SECTION 6.5. Merger Partner Reports; Financial Statements.
(a) Merger Partner has filed with or furnished to, as applicable, on a timely basis, all forms, statements, certifications, reports and documents required by it to be filed with or furnished to the SEC pursuant to the Exchange Act or the Securities Act since the Applicable Date (the forms, statements, certifications, reports and other documents filed or furnished to the SEC since the Applicable Date and those filed with or furnished to the SEC subsequent to the date hereof and prior to the Effective Time, including any amendments thereto, the "Merger Partner Reports"). Each of the Merger Partner Reports, at the time of its filing with or being furnished to the SEC, complied or, if not yet filed or furnished, will comply in all material respects with the applicable requirements of the Securities Act, the Exchange Act and the Sarbanes-Oxley Act applicable to the Merger Partner Reports. As of their respective dates (or, if amended prior to the date hereof, as of the date of such amendment), the Merger Partner Reports did not, and any Merger Partner Reports filed with or furnished to the SEC subsequent to the date hereof will not, contain any untrue statement of a material fact or omit to state a material fact required to be stated therein or necessary to make the statements made therein, in light of the circumstances in which they were made, not misleading. Since the Applicable Date, neither Merger Partner nor any of its Subsidiaries has consummated any unregistered offering of securities that by the terms of such offering requires subsequent registration under the Securities Act. None of the Subsidiaries of Merger Partner are subject to the reporting requirements of Section 13(a) or 15(d) of the Exchange Act.

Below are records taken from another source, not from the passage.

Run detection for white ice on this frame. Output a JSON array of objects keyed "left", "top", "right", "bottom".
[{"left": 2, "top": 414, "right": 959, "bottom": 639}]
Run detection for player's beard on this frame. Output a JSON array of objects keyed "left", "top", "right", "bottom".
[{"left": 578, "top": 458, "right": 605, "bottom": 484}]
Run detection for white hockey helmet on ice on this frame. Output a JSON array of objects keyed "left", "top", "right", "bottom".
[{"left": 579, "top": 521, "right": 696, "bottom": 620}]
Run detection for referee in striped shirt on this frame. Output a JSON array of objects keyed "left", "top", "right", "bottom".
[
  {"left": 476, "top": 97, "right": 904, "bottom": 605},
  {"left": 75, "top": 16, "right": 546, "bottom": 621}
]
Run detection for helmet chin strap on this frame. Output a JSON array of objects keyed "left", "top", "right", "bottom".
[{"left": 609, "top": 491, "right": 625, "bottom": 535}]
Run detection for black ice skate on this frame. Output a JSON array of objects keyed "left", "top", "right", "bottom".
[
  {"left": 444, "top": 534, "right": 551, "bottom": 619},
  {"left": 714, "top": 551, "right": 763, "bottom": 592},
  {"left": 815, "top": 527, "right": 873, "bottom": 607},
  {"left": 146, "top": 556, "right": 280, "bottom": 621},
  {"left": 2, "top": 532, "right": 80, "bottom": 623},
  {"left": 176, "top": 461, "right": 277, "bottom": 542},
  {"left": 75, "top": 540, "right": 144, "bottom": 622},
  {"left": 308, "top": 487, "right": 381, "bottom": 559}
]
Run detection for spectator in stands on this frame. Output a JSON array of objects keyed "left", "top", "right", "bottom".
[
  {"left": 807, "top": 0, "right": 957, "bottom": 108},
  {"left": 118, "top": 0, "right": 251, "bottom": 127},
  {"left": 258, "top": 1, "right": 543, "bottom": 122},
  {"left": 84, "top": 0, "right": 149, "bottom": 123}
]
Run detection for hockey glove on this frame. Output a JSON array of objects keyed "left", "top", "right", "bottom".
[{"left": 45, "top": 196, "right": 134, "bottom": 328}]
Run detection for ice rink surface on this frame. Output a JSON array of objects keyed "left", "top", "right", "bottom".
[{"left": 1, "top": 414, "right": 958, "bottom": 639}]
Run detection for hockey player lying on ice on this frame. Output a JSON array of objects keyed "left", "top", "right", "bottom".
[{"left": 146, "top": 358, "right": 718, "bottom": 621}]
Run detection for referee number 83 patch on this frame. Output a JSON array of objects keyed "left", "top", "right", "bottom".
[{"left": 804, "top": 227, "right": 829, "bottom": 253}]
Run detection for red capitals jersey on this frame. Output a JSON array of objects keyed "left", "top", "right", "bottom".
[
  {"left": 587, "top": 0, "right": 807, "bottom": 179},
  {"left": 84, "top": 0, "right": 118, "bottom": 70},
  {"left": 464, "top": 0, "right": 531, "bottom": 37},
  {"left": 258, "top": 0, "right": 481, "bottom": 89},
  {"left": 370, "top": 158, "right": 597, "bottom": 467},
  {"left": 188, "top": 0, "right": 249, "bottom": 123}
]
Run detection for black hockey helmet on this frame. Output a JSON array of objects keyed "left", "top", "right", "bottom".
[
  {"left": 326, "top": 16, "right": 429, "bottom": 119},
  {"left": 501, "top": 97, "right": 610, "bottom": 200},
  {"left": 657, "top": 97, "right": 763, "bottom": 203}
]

(b) Merger Partner is in compliance in all material respects with the applicable listing and corporate governance rules and regulations of the NYSE. Except as permitted by the Exchange Act, including Sections 13(k)(2) and (3), or the rules of the SEC, since the enactment of the Sarbanes-Oxley Act, neither Merger Partner nor any of its Affiliates has made, arranged or modified (in any material respect) any extensions of credit in the form of a personal loan to any executive officer or director of Merger Partner.
62
(c) Merger Partner has established and maintains a system of internal controls and procedures that complies in all material respects with applicable Law (including, without limitation, disclosure controls and procedures required by Rule 13a-15 or 15d-15 under the Exchange Act with respect to Merger Partner and its Subsidiaries). Such internal controls and procedures are effective to ensure that all information required to be disclosed by Merger Partner is reported on a timely basis to the individuals responsible for the preparation of Merger Partner's filings with the SEC and other public disclosure documents. Merger Partner's management has completed an assessment of the effectiveness of Merger Partner's internal control over financial reporting in compliance with the requirements of Section 404 of the Sarbanes-Oxley Act for the fiscal year ended December 31, 2025, and such assessment concluded that such internal control system was effective. Merger Partner's independent registered public accountant has issued (and not subsequently withdrawn or qualified) an attestation report concluding that Merger Partner maintained effective internal control over financial reporting as of December 31, 2025. Merger Partner's internal control over financial reporting (as defined in Rule 13a-15 or 15d-15, as applicable, under the Exchange Act) is effective in providing reasonable assurance regarding the reliability of financial reporting and the preparation of financial statements for external purposes in accordance with GAAP and includes policies and procedures that (i) pertain to the maintenance of records that are in reasonable detail and accurately and fairly reflect the transactions and dispositions of the assets of Merger Partner, (ii) provide reasonable assurance that transactions are recorded as necessary to permit preparation of financial statements in accordance with GAAP, and that receipts and expenditures of Merger Partner are being made only in accordance with authorizations of management and directors of Merger Partner and (iii) provide reasonable assurance regarding prevention or timely detection of unauthorized acquisition, use or disposition of Merger Partner's assets that could have a material effect on its financial statements.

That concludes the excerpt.